Before and after the canary release time our time condition fails, so we always fetch requests with the current version at that time. When this is implemented we can visualize our traffic, sorted by version, in our monitoring system.

Unfortunately, as you can see, we expect 10% of the traffic to use current version of our application, but in reality we see that up to 80% of the traffic is used with current version during the canary time.

This left us deeply puzzled.

After spending quite some time trying to figure out the issue, we eventually introduced additional logging functionality in our Cloudflare Worker, so we could push log information to our Google Cloud Logging. Even after time was spent on cleaning up various exceptions in other parts of our Worker we still were logging a large number of exceptions, which to our huge surprise, we eventually pinpointed to no other than reading the version list from the Workers KV.

To our big surprise, we would be getting a cryptic error message saying “Error: HTTP GET request failed: 403 Forbidden”.

Since we couldn’t investigate any deeper into Cloudflare Workers runtime, we started looking for alternatives.

Secret variables in Cloudflare Workers

Initially, we started to contemplate on how we could use Environment variables to “cache” current and previous version metadata for our canary versioning logic to use in our Workers.

Environment variables are very straightforward to use — once they have been defined in Worker configuration you can use them as global constants inside the Worker scope.
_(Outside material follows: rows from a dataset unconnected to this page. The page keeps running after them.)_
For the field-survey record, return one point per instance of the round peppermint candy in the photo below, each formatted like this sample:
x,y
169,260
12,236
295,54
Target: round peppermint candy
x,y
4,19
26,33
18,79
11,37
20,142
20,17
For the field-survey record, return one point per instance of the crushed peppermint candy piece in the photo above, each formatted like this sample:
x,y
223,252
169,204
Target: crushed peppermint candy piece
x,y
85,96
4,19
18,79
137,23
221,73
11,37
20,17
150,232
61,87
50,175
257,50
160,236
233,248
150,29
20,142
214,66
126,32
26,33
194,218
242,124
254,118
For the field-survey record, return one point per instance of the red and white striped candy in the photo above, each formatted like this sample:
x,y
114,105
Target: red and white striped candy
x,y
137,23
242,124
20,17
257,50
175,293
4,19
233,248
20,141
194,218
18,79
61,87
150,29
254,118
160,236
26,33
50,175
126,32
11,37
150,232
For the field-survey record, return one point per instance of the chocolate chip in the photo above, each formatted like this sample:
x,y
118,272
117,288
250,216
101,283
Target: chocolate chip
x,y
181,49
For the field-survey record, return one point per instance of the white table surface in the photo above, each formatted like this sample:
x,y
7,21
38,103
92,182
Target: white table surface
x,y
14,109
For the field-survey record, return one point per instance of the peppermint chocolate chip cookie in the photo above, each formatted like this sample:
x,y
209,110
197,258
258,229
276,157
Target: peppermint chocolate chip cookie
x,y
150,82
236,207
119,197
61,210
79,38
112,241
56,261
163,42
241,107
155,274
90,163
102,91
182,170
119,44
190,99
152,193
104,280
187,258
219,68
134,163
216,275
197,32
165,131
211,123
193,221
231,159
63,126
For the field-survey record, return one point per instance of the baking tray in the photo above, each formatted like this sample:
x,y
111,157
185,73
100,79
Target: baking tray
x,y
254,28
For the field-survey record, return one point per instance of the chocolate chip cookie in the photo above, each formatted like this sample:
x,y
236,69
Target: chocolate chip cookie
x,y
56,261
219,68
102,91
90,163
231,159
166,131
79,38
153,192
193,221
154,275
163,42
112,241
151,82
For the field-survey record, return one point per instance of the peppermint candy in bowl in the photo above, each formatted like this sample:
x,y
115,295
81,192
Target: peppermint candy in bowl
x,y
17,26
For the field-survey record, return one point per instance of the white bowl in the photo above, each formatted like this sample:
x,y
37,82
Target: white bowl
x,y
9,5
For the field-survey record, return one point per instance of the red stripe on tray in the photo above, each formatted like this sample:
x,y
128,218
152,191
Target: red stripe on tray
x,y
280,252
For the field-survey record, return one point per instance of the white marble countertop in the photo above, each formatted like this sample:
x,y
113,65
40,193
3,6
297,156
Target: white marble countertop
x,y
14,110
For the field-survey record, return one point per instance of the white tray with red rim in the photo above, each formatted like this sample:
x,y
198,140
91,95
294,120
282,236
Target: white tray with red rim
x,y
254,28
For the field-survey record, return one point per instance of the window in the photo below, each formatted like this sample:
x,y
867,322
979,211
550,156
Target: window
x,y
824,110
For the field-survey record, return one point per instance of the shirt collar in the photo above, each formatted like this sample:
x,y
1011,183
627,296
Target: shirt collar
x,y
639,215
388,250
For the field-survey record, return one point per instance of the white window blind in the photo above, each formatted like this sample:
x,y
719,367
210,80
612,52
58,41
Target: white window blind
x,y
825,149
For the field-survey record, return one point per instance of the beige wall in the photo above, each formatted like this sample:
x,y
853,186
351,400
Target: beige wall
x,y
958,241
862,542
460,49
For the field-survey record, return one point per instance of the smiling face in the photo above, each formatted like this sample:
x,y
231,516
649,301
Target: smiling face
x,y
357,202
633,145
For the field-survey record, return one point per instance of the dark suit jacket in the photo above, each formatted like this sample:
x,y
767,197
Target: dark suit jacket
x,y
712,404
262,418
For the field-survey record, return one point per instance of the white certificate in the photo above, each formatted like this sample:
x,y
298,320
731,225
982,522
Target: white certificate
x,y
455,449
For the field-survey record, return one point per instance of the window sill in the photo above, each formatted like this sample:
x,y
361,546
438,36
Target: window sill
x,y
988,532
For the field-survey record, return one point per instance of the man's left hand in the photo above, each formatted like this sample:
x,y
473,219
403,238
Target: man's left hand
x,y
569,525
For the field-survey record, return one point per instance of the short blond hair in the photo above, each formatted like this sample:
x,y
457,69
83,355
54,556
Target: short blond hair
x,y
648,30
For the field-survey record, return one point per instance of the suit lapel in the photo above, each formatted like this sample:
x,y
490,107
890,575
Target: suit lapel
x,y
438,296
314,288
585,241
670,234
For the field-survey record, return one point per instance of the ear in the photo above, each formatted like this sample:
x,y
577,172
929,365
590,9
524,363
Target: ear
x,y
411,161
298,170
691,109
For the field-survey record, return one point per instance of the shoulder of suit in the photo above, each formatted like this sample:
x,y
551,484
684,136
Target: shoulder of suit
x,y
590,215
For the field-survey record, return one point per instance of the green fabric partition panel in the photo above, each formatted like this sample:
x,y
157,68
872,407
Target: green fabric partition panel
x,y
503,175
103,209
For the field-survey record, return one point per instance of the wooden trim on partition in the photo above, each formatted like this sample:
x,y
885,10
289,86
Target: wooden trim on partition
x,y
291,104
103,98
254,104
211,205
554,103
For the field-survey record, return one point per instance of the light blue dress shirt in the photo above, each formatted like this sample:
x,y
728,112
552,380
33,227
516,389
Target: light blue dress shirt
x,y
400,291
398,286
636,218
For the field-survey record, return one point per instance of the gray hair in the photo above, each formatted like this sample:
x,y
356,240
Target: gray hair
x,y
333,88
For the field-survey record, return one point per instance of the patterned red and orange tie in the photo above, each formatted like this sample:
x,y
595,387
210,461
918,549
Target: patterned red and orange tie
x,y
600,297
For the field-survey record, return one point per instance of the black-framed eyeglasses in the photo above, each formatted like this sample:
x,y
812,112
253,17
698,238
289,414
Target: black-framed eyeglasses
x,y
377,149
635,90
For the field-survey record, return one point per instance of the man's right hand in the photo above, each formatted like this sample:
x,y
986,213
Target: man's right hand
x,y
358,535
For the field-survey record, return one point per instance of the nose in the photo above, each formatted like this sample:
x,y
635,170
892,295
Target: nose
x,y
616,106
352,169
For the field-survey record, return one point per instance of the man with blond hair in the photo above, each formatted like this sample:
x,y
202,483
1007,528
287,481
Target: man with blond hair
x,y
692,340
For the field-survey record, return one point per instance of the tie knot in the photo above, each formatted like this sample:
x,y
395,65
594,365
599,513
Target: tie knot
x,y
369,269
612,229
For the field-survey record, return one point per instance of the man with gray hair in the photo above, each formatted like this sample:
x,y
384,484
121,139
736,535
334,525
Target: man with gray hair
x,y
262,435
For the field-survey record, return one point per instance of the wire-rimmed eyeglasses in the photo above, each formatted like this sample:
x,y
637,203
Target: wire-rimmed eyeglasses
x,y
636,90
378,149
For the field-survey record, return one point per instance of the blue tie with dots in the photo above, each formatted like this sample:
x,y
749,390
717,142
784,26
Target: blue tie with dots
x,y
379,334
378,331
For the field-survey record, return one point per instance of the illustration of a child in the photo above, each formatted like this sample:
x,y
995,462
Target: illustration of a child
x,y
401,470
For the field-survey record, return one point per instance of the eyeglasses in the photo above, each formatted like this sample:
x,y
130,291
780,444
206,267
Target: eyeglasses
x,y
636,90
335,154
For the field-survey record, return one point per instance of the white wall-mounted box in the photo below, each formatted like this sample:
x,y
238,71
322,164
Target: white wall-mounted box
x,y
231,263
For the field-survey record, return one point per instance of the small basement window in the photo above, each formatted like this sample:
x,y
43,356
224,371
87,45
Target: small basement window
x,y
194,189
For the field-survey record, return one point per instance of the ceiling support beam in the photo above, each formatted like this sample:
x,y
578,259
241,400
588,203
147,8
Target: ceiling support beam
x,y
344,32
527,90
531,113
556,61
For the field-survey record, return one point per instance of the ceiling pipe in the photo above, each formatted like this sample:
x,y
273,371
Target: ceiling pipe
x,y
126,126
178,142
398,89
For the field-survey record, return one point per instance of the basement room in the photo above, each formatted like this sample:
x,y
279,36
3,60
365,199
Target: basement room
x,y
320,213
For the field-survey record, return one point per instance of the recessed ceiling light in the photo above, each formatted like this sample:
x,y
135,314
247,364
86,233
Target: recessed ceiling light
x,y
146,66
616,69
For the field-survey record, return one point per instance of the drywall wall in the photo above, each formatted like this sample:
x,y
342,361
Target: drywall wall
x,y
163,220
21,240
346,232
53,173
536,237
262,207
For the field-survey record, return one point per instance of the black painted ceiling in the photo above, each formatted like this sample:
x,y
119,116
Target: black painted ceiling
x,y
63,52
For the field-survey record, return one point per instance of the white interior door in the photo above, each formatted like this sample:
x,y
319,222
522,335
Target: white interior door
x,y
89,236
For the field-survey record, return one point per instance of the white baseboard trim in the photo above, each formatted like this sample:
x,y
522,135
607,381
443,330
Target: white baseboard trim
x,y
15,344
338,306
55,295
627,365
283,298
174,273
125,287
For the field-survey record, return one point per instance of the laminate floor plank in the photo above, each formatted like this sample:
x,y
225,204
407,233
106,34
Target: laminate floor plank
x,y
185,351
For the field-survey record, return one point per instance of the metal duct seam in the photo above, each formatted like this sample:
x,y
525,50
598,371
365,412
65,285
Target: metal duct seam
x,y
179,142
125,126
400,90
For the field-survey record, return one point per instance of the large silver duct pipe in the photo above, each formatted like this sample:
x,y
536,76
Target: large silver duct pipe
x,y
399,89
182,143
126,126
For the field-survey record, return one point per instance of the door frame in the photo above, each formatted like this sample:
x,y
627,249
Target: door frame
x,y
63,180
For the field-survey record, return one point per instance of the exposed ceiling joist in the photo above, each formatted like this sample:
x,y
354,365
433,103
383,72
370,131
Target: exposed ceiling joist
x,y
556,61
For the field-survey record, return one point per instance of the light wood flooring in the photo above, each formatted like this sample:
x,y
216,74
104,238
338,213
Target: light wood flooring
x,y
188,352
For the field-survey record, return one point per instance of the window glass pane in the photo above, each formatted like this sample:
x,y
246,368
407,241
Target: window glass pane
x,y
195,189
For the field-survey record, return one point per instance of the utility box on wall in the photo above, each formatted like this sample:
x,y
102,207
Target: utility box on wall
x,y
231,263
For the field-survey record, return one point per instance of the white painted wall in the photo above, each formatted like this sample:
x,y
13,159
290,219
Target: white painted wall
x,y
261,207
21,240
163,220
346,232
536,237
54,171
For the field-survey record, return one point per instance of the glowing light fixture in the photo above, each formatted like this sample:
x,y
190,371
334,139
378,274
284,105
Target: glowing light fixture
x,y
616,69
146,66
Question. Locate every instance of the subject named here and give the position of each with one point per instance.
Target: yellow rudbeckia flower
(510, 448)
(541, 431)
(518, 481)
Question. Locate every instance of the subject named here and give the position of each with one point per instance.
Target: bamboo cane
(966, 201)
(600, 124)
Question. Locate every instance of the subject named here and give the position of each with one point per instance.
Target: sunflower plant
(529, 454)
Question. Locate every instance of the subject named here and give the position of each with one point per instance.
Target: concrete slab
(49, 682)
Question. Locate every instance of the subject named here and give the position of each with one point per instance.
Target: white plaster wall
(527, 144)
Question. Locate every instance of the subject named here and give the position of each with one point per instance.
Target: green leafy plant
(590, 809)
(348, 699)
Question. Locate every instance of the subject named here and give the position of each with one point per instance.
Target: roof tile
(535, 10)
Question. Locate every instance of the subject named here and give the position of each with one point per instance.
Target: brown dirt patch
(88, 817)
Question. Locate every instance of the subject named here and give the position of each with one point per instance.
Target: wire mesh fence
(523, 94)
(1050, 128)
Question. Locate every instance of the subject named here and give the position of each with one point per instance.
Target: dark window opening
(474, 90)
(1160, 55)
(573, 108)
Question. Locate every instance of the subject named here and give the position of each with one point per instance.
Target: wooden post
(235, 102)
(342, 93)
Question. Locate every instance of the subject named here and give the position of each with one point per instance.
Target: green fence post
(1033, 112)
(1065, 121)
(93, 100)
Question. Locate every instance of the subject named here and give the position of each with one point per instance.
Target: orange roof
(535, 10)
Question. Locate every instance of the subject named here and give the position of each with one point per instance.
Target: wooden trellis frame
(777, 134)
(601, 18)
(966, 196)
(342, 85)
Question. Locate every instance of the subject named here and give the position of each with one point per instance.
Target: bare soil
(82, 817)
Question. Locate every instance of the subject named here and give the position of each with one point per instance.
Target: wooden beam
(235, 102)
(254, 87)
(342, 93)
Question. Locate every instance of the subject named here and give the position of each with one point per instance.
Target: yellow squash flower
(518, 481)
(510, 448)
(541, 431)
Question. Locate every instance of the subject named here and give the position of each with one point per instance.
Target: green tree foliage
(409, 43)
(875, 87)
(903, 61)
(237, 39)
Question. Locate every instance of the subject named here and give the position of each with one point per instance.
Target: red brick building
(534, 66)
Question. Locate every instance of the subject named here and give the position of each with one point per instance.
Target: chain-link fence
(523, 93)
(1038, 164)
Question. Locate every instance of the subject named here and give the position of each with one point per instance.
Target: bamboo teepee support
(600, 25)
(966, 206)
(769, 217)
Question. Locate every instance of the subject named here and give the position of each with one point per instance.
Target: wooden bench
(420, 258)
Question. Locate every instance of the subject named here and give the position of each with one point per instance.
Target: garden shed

However, this would require us to dynamically generate configuration files and re-deploy our Worker project on every new version released. Not only did the generation of configuration files seem inconvenient, but also potentially risky — someone could overwrite the correct version values while deploying the Worker.

However, we have noticed that contrary to Environment variables, another class of variables — so-called Secrets — were available to use by the Workers. We found out that they work similar to Environment variables, but instead of setting them via configuration files, we could set their value via a Cloudflare API call. This was convincing enough for us to try this option out.

We decided to keep using Workers KV to store and manage the list of versions, but additionally we “cache” current and previous version metadata into Secret variables on every release in our CI/CD pipeline.

Of course, we had to adapt our Worker logic to use Secret variables and fallback to using Workers KV in case those variables did not exist for one or another reason.

Luckily for us, this immediately made our canary release stable, serving the newest version to 10% of our visitors. Unfortunately, this was true for one release only.

Whenever the next release happened in our CI/CD pipeline — our Secret variables were pushed to Cloudflare successfully, but the versions wouldn’t change according to our monitoring. As we started debugging by adding a couple of logging statements and deployed our Worker to production — Canary process immediately triggered and started working.

This could only mean one thing — fresh Secret variable values would be loaded to Cloudflare Workers runtime only on cold-start — when the Worker is loaded for execution for the first time. This drives us to redeploy our Worker every time our application version is released.

Conclusions

Even though Cloudflare Workers KV is advertised as a low-latency global key-value store, its eventual consistency and apparent instability were causing errors in our canary versioning logic and a large chunk of our visitor traffic ended up defaulting to accessing the current version. This is the only hypothesis we found believable enough to cause 80% of the traffic hit the current version during canary time as opposed to the rather stable 10% of the traffic when using Secret variables.

Although the primary purpose of Secret variables is different by design, we found them to be a very handy option for our case. This means that Cloudflare Workers is a viable option to implement canary release, especially if you use Workers for other purposes already.